I have a matrix:
mat = [ 2009 3 ;
2010 2 ] ;
I need to repeat the Col1 as per Col2. The solution at Repeat copies of array elements: Run-length decoding in MATLAB is helpful. However, my main problem is to then increment the years according, as in:
Ansmat = [ 2009 3
2010 3
2011 3
2010 2
2011 2 ] ;
I want to avoid a for loop here. Thanks for your help! This would be a great help!
You can first replicate your matrix using my vectorized answer to the previous question:
>> mat = [2009 3; 2010 2];
>> index = zeros(1, sum(mat(:, 2)));
>> index([1; cumsum(mat(1:end-1, 2))+1]) = 1;
>> Ansmat = mat(cumsum(index), :)
Ansmat =
2009 3
2009 3
2009 3
2010 2
2010 2
Next, you can create a column vector of offsets to add to the dates in the first column. Here's how you can do this in a vectorized way.

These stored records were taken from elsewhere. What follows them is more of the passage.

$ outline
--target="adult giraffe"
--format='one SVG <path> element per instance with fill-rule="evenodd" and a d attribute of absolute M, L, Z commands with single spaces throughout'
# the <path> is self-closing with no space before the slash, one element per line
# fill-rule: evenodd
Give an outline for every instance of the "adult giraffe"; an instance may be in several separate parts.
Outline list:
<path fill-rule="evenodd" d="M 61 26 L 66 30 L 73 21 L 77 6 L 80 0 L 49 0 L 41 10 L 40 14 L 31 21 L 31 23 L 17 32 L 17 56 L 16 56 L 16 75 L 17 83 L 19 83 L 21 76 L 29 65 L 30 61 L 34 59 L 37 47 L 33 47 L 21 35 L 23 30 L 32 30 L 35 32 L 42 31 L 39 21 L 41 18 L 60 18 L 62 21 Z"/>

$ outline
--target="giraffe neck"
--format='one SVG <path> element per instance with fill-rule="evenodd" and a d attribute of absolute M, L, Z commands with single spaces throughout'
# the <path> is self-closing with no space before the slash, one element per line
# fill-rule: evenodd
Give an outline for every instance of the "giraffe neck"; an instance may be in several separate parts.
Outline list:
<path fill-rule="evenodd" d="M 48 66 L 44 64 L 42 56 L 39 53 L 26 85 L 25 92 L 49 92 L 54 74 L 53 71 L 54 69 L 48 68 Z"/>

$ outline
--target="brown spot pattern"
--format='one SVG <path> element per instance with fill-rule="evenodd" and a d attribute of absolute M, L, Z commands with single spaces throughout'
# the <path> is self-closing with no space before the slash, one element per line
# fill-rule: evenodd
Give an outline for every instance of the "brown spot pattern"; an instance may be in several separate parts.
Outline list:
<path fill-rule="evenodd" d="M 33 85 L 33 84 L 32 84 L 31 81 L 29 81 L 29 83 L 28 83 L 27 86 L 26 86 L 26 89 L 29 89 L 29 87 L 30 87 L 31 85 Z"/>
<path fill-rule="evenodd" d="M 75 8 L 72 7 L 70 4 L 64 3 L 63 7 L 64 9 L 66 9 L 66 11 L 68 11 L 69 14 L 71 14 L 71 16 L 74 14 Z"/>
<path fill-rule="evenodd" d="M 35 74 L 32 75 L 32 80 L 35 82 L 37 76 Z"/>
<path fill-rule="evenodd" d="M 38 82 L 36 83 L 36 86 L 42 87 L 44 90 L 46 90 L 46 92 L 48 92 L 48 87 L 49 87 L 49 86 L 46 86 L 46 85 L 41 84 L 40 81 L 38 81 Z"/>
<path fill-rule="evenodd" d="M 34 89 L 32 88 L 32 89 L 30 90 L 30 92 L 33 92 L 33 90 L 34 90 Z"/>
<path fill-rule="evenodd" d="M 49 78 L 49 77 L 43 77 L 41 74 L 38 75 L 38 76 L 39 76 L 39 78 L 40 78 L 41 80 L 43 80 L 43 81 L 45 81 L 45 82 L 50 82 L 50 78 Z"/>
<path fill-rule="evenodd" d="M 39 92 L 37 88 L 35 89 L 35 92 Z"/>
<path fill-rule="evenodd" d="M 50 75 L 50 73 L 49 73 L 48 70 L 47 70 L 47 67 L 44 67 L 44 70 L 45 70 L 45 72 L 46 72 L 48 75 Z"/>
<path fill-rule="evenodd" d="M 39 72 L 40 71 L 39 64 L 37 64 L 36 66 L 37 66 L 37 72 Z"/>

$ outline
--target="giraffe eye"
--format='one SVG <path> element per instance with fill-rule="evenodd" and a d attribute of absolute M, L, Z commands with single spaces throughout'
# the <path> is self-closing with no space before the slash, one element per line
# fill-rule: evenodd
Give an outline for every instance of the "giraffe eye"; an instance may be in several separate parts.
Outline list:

>> offset = ones(size(Ansmat, 1), 1);
>> offset([1; cumsum(mat(1:end-1, 2))+1]) = [0; 1-mat(1:end-1, 2)];
>> Ansmat(:, 1) = Ansmat(:, 1)+cumsum(offset)
Ansmat =
2009 3
2010 3
2011 3
2010 2
2011 2
I'm not sure if there is a way to do this without a loop since this is a somewhat obscure operation we're performing. If I understand your algorithm correctly here are two methods that use a single for loop:
B = zeros(sum(A(:,2)), 2);
counter = 1;
for i = 1:size(A,2)
n = A(i,2);
B(counter:counter+n-1,1) = A(i,1)+(0:n-1)';
B(counter:counter+n-1,2) = n;
counter = counter+n;
end
You could do away with the preallocate. If the counter variable is confusing then you could check out this one which appends the matrix B every iteration but needs an inital starting-case instead.
n = A(1,2);
B = [A(1,1)+(0:n-1)', n*ones(n,1)];
for i = 2:size(A,2)
n = A(i,2);
B = [B; A(i,1)+(0:n-1)', n*ones(n,1)];
end
incr = (0 : max(mat(:, 2)))';
incr = [incr, 0 * incr];
Ansmat = [];
for k = 1 : size(mat, 1)
Ansmat = cat(1, Ansmat, repmat(mat(k, :), mat(k, 2), 1) + incr(1 : mat(k, 2), :));
end
But if the expected size of matrix Ansmat is large, the first solution of GummiV will be faster.